Step 5. Audit

The aim of the audit is to measure the following:

  1. Number of documents received via each route (post, fax, EDT, electronic, patient delivered)
  2. Number of documents workflowed to GP’s
  3. Number of duplicates removed
  4. Number of documents incorrectly filed
  5. Accuracy of read-coding

Process

  1. Establish baseline date: Collate all documents from week 1 to ascertain number of documents received via each route.
  2. Time efficiency and triaging: Collate all documents triaged by 2 trained admin staff that have not been sent to the GP. Duplicate documents should be removed before the audit. The documents could be ordered by specialty to make the process faster for the clinician.
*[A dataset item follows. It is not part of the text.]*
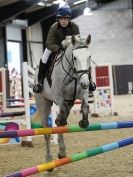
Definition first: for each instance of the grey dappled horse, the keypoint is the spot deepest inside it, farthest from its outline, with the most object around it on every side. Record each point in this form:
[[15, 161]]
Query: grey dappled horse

All the documents should be checked by the clinical audit lead to verify that there was no doctor action. If a document has been incorrectly filed, it should be work flowed to a doctor at that point. Send an anonymised copy of any incorrectly filed document to document admin lead for future training.
  3. Read-coding: Take a random sample of 5 of the documents from part 1 of the audit. Anything that was read coded in this sample should be highlighted. The documents should be checked by the clinical audit lead to verify accurate read coding and patient contact. If a document has been incorrectly read coded then it can be corrected at that point. Send an anonymised copy of any incorrectly coded document to document admin lead for future training.